When Mr. Lewis, Mrs. Voigt, and I attended training for this program this summer, we were impressed with a lesson called "Digital Zombies." We went looking at what we would "teach" students; this lesson (to be taught in the next couple of weeks) had us look at ourselves as much as our students.
From School Connect
Lesson 1.9 Reviving Digital Zombies
A quick note at the start—make sure and make this topic an everybody issue (not an attack on teen culture) it will be much better received that way.
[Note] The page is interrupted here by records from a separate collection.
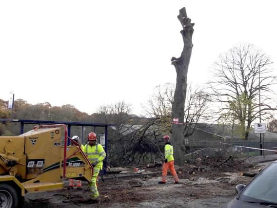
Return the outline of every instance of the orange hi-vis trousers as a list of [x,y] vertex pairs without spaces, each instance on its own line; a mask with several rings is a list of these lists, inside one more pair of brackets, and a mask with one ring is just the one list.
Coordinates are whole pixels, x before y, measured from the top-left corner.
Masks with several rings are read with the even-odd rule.
[[168,162],[166,163],[163,163],[162,165],[162,176],[161,177],[161,181],[166,182],[166,176],[167,175],[167,170],[169,169],[171,174],[174,177],[175,182],[179,182],[179,178],[175,171],[175,168],[174,168],[174,160],[172,160],[170,162]]
[[69,186],[70,187],[74,187],[75,181],[76,182],[77,187],[81,187],[82,186],[82,181],[74,180],[71,178],[69,178]]

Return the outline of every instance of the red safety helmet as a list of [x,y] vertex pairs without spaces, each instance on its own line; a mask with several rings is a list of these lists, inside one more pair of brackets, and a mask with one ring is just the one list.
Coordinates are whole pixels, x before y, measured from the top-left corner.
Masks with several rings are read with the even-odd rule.
[[168,135],[165,135],[164,136],[163,136],[163,140],[169,140],[169,139],[170,139],[170,137],[169,137],[169,136]]
[[87,135],[87,139],[91,141],[96,140],[96,134],[94,132],[91,132]]

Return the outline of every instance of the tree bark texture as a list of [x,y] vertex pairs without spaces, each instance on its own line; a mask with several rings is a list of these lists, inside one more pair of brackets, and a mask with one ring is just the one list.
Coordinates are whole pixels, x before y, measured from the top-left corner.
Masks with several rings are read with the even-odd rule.
[[[194,23],[192,23],[191,20],[188,18],[185,7],[180,10],[178,18],[183,28],[180,33],[183,38],[184,47],[179,57],[173,57],[171,58],[171,63],[175,67],[177,74],[172,118],[173,119],[178,118],[179,123],[183,123],[187,91],[188,69],[193,47],[192,38]],[[173,123],[172,130],[172,143],[174,147],[175,163],[178,165],[182,165],[184,162],[183,158],[185,150],[184,143],[184,126]]]

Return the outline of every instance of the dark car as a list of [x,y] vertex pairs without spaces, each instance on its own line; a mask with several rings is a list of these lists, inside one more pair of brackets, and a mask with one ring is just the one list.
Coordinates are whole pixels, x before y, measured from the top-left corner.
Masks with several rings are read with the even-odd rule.
[[222,208],[277,208],[277,161],[259,172],[247,186],[236,187],[237,196]]

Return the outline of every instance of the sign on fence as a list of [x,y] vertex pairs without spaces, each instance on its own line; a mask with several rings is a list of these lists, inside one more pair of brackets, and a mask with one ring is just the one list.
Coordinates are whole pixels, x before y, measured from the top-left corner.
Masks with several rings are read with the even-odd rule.
[[265,123],[254,124],[254,133],[265,133]]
It is a societal issue not just a teen issue and one hopefully you can say you struggle with as well.
The lesson begins with asking students to describe what they think is a digital zombie "someone who is somewhat addicted to tech." Students are asked if they can think of a time they were hurt or offended by one and shown this YouTube video to give them some ideas:
Students share their stories about how they were offended by digital zombie-like behavior at some time. We ask students to work on eye contact as they do this activity, and then we quickly reflect on the importance of eye contact after the activity before sharing with the overall group.
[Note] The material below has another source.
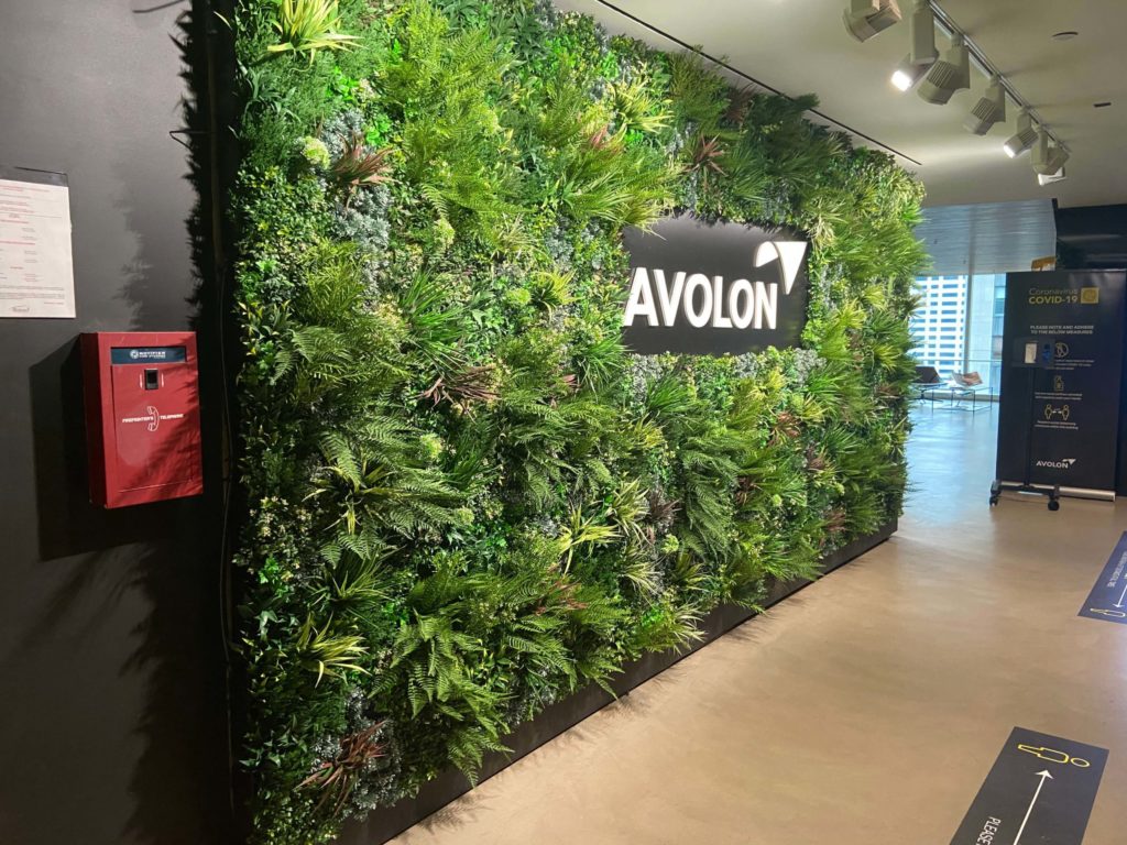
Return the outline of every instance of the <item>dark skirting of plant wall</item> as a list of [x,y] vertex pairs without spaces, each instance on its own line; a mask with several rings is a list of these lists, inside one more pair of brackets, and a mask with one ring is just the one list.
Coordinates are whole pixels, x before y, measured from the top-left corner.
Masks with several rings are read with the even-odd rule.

Next, students watch the incredible and moving spoken word film "Look Up" by Gary Turk: http://garyturk.com/portfolio-item/lookup/
Students are then instructed to listen with empathy as they discuss in small groups and then share with the whole group. They are basically preaching to each other about the need to balance our use of technology with real social interactions and being present.
In addition, students may see the video "Can We Auto-correct Humanity:"
If there is time, this article discusses the impact of technology on the brain and how it stimulates the addiction centers similar to a drug. There are awesome graphs and charts at the end of the article that lead into super discussions. Here is the link: https://www.theatlantic.com/magazine/archive/2017/...
Students then go into a group activity where they choose to work in groups on a spoken word poem of their own or a comedy routine of punchlines to the phrase "you might be a digital zombie if".
Finally, students talk about how to make adjustments to help with this obvious problem. Students are encouraged to consider some of the suggestions for a digital diet or digital detox. These are all independent suggestions and not recommendations to do all of them, just ideas for healthy parameters. The reflection is critical; it is the action steps based off the lesson.
While Bishop Dunne has added about thirty cell phone holders in classrooms this year to limit the distraction of the device, this effort is not enough. We are addressing some of these distraction issues at school and encourage you to discuss them at home. Be ready to admit your own "zombieness" when speaking with your sons and daughters; that admission and learning are key to education.